Vers l’âge de 28 ans (c’est l’âge moyen aujourd’hui), il
arrive que l’on « ait » des enfants, mais sont-ils vraiment à nous ? S’il fallait en croire notre hymne national
— Allons enfants de la patrie !
— , les enfants appartiendraient moins à leur famille qu’à la nation,
qui pourrait à tout moment en disposer comme bon lui semble. Elle ne s’est
d’ailleurs pas privée de le faire. Prenons 1914 : on ne peut être aujourd’hui
que surpris, à l’âge des guerres réputées « propres », par le consensus
presque absolu qui a permis le sacrifice d’une part majeure de la jeunesse
européenne. Certes l’enthousiasme des débuts a vite cédé le pas à un désespoir
sans nom, mais, pendant quatre ans, il n’a jamais trouvé les ressources pour
éviter ou à tout le moins limiter le massacre mutuel des enfants de patries voisines
réputées civilisées. Ce fut l’apothéose tragique de la solution traditionnelle
à la question « à qui appartiennent les enfants ? » : ils
n’appartiennent, a-t-on longtemps pensé, ni aux parents ni aux familles ni à
eux-mêmes mais à la communauté quelle
qu’elle soit : bande, clan, tribu ou nation, qui peut en user et abuser
sans limite.
Face
à cette solution traditionnelle, dont la compréhension nous échappe presque
totalement désormais, nous autres contemporains sommes tentés de répondre d’une
tout autre manière : les enfants n’appartiennent qu’à eux-mêmes ! Car ce
sont des « personnes » à part entière, libres et égales en droit, et non
des membres d’une communauté. Leur éducation est à leur propre service et non
au service du clan, de la nation, de sa puissance ou de sa gloire ; elle
doit se plier à l’impératif de leur épanouissement, à l’injonction de leur
bonheur présent et futur, aux moindres souffles de leurs désirs. L’éducation de
l’enfance est devenue synonyme de « protection de l’enfance ». On voit pourtant
sans peine la difficulté de cette nouvelle conception. Car si les enfants
n’appartiennent d’emblée qu’à eux-mêmes, pourquoi faudrait-il encore les
éduquer ? Pourquoi faudrait-il les faire devenir autre qu’ils ne sont,
s’ils sont dès leur naissance tout ce qu’ils doivent être ? Et comment ne
pas voir qu’un enfant qui n’appartient qu’à lui est un enfant abandonné …
Devant
la double impasse d’une réponse traditionnelle impossible et d’une solution
contemporaine improbable, on pourrait se tourner vers les grandes religions
monothéistes qui avaient trouvé une issue intermédiaire, élégante et puissante,
à ce problème. Pour elles, les enfants n’appartiennent ni au groupe ni à leurs
parents ni à eux-mêmes, mais à Dieu, père suprême, seul Créateur de tout.
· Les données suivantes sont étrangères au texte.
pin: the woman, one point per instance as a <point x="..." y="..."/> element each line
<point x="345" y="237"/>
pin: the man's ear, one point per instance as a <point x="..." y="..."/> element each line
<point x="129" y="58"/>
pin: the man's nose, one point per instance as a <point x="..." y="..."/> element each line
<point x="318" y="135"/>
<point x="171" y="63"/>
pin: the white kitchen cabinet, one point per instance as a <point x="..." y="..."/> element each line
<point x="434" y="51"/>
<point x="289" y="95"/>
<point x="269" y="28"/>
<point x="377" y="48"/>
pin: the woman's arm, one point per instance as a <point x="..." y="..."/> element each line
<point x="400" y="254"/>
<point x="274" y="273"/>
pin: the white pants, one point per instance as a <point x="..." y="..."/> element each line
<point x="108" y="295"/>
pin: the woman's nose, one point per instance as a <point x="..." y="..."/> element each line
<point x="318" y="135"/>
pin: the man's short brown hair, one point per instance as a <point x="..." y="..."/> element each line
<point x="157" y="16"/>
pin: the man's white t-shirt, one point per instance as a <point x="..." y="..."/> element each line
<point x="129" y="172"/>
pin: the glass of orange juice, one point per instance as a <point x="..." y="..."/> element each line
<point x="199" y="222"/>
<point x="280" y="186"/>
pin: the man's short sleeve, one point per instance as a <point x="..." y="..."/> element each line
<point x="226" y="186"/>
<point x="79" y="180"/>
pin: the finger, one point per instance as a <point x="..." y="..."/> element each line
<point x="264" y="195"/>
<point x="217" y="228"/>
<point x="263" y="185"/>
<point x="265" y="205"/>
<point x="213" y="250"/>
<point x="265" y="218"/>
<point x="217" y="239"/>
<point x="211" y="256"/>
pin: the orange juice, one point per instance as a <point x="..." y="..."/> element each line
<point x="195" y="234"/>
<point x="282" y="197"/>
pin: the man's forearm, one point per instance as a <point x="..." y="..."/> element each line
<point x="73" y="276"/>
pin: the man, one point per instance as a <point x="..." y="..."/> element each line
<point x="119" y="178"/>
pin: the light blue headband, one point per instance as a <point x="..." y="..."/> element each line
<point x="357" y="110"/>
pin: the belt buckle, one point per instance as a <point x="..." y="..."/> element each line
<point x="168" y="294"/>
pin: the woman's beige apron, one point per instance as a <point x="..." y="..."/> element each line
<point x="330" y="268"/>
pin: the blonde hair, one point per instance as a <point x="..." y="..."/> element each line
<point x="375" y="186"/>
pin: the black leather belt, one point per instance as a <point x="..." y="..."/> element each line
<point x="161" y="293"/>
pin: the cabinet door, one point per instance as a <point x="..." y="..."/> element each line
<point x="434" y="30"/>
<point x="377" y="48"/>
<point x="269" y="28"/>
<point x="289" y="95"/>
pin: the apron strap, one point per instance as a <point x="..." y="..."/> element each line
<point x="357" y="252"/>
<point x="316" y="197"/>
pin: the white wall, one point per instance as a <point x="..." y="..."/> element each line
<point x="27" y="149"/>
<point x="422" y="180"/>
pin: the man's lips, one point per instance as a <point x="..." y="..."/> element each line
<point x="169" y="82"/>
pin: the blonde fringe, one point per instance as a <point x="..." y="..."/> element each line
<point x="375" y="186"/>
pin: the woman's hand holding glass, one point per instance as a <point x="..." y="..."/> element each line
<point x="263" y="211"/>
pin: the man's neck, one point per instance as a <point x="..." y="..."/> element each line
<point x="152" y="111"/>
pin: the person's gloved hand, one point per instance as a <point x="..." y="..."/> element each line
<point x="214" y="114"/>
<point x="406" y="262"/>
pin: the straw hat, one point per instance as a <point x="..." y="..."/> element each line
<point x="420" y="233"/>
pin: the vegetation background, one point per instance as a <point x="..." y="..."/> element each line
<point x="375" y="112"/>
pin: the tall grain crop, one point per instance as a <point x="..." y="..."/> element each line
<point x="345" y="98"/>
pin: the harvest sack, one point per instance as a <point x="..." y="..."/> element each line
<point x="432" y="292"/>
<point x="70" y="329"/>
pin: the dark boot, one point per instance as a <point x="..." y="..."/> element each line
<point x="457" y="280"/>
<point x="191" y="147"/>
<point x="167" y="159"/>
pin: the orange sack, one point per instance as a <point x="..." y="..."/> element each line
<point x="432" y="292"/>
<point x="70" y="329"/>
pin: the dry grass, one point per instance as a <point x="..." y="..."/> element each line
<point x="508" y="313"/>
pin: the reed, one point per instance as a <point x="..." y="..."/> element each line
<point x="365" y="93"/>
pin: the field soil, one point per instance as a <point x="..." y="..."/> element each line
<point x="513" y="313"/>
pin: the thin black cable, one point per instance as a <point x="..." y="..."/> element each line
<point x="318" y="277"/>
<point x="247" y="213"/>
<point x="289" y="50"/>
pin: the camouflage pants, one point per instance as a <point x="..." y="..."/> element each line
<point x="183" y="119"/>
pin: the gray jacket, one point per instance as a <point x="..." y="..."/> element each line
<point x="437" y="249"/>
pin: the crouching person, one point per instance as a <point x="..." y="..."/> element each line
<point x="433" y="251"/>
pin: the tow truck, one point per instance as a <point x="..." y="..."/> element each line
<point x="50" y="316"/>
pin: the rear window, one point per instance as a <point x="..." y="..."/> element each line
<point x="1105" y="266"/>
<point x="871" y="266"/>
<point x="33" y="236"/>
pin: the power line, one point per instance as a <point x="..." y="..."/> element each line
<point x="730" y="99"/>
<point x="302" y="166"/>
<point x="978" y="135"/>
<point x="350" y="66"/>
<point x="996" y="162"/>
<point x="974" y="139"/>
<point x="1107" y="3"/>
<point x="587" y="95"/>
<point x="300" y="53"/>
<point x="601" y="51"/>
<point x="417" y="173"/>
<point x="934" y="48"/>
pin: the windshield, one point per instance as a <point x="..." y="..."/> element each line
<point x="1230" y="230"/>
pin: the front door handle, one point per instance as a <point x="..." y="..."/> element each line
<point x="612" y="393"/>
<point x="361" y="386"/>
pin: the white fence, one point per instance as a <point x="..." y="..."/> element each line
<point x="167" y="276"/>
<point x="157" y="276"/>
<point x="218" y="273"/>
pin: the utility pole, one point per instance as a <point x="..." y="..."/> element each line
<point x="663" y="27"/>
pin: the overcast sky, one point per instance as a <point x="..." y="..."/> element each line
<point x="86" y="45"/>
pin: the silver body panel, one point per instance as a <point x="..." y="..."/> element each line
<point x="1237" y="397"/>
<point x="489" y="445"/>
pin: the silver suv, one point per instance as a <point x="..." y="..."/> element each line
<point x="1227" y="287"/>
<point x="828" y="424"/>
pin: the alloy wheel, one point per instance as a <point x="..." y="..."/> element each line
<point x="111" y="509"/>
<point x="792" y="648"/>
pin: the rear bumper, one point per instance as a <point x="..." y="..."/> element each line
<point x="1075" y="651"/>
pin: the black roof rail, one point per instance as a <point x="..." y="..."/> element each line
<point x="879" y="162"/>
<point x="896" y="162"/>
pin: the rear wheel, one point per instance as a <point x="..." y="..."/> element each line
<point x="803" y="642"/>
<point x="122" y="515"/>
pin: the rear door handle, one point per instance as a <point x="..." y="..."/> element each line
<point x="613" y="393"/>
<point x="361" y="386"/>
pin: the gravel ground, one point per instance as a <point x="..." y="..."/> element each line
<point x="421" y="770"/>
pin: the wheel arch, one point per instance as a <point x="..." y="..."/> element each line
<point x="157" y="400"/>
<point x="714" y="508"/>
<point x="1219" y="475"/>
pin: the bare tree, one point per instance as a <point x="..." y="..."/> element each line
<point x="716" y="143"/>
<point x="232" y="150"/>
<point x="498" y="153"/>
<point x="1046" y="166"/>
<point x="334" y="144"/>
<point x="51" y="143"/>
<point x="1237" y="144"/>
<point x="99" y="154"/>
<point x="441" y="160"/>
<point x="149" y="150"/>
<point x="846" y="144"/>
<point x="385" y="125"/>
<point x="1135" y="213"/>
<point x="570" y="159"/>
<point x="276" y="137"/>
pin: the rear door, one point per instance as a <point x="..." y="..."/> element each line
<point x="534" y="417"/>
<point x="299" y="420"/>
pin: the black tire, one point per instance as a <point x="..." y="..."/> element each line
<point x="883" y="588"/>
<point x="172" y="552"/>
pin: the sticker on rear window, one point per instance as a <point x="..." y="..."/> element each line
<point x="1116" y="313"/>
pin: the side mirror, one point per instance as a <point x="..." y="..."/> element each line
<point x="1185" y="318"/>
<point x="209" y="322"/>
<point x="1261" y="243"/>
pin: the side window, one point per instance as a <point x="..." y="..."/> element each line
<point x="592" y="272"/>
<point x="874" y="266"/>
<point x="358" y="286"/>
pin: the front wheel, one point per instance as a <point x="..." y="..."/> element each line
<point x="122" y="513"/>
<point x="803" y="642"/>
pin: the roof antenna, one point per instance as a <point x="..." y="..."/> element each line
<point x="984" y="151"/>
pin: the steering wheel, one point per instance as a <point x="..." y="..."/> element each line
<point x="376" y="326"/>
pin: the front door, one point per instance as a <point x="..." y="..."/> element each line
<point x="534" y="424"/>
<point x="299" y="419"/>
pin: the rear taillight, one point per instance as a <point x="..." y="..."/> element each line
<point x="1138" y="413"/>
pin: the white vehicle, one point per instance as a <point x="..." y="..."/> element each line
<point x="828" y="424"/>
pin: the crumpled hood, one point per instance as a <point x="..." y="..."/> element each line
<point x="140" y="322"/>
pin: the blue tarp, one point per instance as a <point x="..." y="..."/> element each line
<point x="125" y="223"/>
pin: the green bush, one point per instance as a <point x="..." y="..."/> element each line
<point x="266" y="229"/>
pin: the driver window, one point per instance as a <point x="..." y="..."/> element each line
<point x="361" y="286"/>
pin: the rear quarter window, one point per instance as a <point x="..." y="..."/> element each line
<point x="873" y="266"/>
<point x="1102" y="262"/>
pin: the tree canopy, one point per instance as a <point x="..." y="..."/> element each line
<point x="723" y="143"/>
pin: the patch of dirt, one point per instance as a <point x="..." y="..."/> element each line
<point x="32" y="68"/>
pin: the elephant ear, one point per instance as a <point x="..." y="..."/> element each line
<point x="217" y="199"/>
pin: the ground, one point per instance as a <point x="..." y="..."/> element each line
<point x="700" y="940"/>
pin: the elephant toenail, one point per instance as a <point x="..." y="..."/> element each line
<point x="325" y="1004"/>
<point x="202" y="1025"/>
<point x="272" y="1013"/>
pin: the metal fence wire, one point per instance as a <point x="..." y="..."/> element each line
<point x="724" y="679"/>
Celui-ci les placerait en quelque sorte en location chez leurs parents «
adoptifs » en leur en confiant la garde et la responsabilité bienveillante.
C’est cette idée qui permet à John Locke, par exemple, dans le Traité sur le gouvernement civil (1690)
de dénier aux parents le droit de vie et de mort sur les enfants — et du
même coup (car tel était l’enjeu) aux rois de disposer à leur guise de
l’existence de leurs sujets. L’idée est belle, mais sa réalisation le fut
moins, car aucune des trois grandes religions n’est parvenue à renoncer tout à
fait à la pratique du sacrifice communautaire des enfants ; elles l’ont
même parfois porté, au nom de Dieu, à son intensité maximale.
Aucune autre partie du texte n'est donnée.